With our settings we are creating exactly 4 bins of many-to-many matrices, i.e. [0-500]
to [0-500]
, [0-500]
to [501-1000]
, [501-1000]
to [0-500]
and [501-1000]
to [501-1000]
.
const chunkSize = 500
const range = (start, end) => {
return Array(end - start + 1).fill().map((_, idx) => start + idx)
}
const makeBins = (coordinates, chunkSize) => {
const bins = []
for (let x=0; x < coordinates.length; x += chunkSize) {
let endX = x + chunkSize - 1;
if (endX > coordinates.length - 1) {
endX = coordinates.length - 1;
}
for (let y=0; y < coordinates.length; y += chunkSize) {
let endY = y + chunkSize - 1;
if (endY > coordinates.length - 1) {
endY = coordinates.length - 1;
}
bins.push({ sources: range(x, endX), destinations: range(y, endY) })
}
}
return bins;
}
const bins = makeBins(coordinates, chunkSize)

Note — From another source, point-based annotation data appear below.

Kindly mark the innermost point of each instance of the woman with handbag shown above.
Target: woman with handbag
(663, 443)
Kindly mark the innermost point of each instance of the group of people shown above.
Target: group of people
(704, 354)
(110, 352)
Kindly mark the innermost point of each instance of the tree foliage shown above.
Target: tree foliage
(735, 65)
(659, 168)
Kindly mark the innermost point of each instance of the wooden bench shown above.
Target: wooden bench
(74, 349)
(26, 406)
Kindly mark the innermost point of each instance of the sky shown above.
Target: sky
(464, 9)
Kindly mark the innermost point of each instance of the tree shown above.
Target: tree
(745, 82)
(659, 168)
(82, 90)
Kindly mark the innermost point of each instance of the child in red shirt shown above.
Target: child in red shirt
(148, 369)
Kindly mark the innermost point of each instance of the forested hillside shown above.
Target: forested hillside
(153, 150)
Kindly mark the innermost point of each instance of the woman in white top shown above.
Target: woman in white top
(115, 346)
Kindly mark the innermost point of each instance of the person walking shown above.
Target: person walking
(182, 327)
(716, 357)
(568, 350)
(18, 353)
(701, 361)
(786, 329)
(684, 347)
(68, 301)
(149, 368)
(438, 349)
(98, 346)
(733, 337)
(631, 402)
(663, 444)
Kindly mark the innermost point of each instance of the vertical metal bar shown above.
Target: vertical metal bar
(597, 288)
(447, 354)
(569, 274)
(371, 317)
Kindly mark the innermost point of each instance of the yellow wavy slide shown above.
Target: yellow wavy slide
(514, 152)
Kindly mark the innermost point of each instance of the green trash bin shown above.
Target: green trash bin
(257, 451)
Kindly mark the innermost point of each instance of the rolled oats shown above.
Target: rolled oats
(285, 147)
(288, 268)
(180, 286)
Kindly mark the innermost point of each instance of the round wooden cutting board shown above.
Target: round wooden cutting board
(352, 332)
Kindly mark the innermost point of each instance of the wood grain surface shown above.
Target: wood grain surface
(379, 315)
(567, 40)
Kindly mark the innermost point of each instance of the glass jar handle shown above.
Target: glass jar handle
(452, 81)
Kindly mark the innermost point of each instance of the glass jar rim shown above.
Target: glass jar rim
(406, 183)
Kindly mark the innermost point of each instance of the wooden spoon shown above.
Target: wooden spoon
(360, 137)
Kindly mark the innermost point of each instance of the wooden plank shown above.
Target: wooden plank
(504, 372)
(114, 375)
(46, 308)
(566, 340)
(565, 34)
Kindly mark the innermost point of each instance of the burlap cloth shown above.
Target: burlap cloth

At this point we are ready to send off our bins of coordinates. We could do this sequentially which wouldn't yield much benefit, however we could also make heavy use of OSRM's powerful architecture of distributing requests across multiple cores. By default it uses 4 but you have the option to give it more to work with. There exists a handy NodeJS library called async which will help us achieve what we need, namely sending multiple requests to OSRM at once, waiting for all computations to finish and ultimately stitching them back together again. Specifically we are using one of its core functions mapLimit to do this. We give it all of our bins and a limit parameter (which we call parallelism because it sounds more fancy) governing the maximum number of async operations at a time. Once all callbacks have been successfully invoked, we can optionally loop over all results and stitch them back together again.
/**
... existing header
*/
const async = require("async");
/**
... existing code
*/
// as the name suggestes, it stitches the results back together!
const stitchResults = (results) => {
// make empty lists which will be filled up
const durations = Array.from({ length: coordinates.length }).fill().map(item => ([]))
const distances = Array.from({ length: coordinates.length }).fill().map(item => ([]))
for (const matrix of results) {
const minSourceIdx = Math.min(...matrix.sources)
const minDestIdx = Math.min(...matrix.destinations)
for (const sourceIdx of matrix.sources) {
for (const destinationIdx of matrix.destinations ) {
durations[sourceIdx][destinationIdx] = matrix.durations[sourceIdx - minSourceIdx][destinationIdx - minDestIdx];
distances[sourceIdx][destinationIdx] = matrix.distances[sourceIdx - minSourceIdx][destinationIdx - minDestIdx];
}
}
}
return { durations, distances }
}
// how many requests to have in flight at once
const parallelism = 4
console.time("osrmTableParallel");
async.mapLimit(
bins,
parallelism,
(bin, callback) => {
// pass in coordinates again but limit osrm.table to compute only sources and destinations of the bin
const osrmOptions = makeOsrmOptions(coordinates, bin.sources, bin.destinations)
osrm.table(osrmOptions, (err, result) => {
if (err) {
callback(null, result);
}
callback(null, { ...result, sources: bin.sources, destinations: bin.destinations } );
});
},
(err, results) => {
if (err) throw err;
// if you want to stitch your OSRM computations back together again
const fullMatrix = stitchResults(results)
console.timeEnd("osrmTableParallel");
}
);
Depending on your hardware, you will notice that this approach averages around 700-900ms, so approximately 30-50% faster than the single 1.000 x 1.000 request which we started off with.